Yabancı yatırımcılar, 10 Ocak haftasında hem hisse senedi tarafında hem de DİBS/tahvil tarafında satış yönünde hareket etti. Söz konusu piyasalardan haftalık bazda çıkış yapan net toplam yabancı sermaye miktarı USD 306 milyon seviyesinde gerçekleşti.

Hisse senetleri piyasasındaki yabancı payı %61 seviyesinin üzerine çıkarken, tahvil piyasasındaki yabancı payı ise %10 seviyesinin altına sarkarak rekor düşük seviyelerde bulunuyor.

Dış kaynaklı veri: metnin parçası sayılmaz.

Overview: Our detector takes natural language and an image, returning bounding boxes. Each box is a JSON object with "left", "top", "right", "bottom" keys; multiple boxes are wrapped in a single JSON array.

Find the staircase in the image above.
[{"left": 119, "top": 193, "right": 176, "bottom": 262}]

Yabancı yatırımcılar, yurtiçinde 3 – 10 Ocak tarihleri arasında hisse senedi piyasasında USD 107,8 milyonluk satış yaparken, repo hariç DİBS tarafında ise USD 197,9 milyon tutarında sınırlı satış gerçekleştirdi.

•Geçen ilk iki haftasında (4 ve 11 Ocak 2019 haftalarında) yabancıların hisse senedinden kaynaklanan girişi toplam USD 32 milyon seviyesinde gerçekleşirken, bu yılın aynı döneminde (3 ve 10 Ocak 2020 haftalarında) ise toplam USD 120 milyon seviyelerinde çıkış gerçekleştirdikleri gözleniyor.

Geçen yılın ilk iki haftasında, yabancıların DİBS tarafında ise çıkış yönlü olduğu gözleniyor. Yabancıların, geçen yılın ilk iki haftasında toplam USD 243 milyonluk satış yaptığı görülürken, bu yılın ilk iki haftasında ise toplam USD 258 milyonluk satış yaptıkları gözleniyor.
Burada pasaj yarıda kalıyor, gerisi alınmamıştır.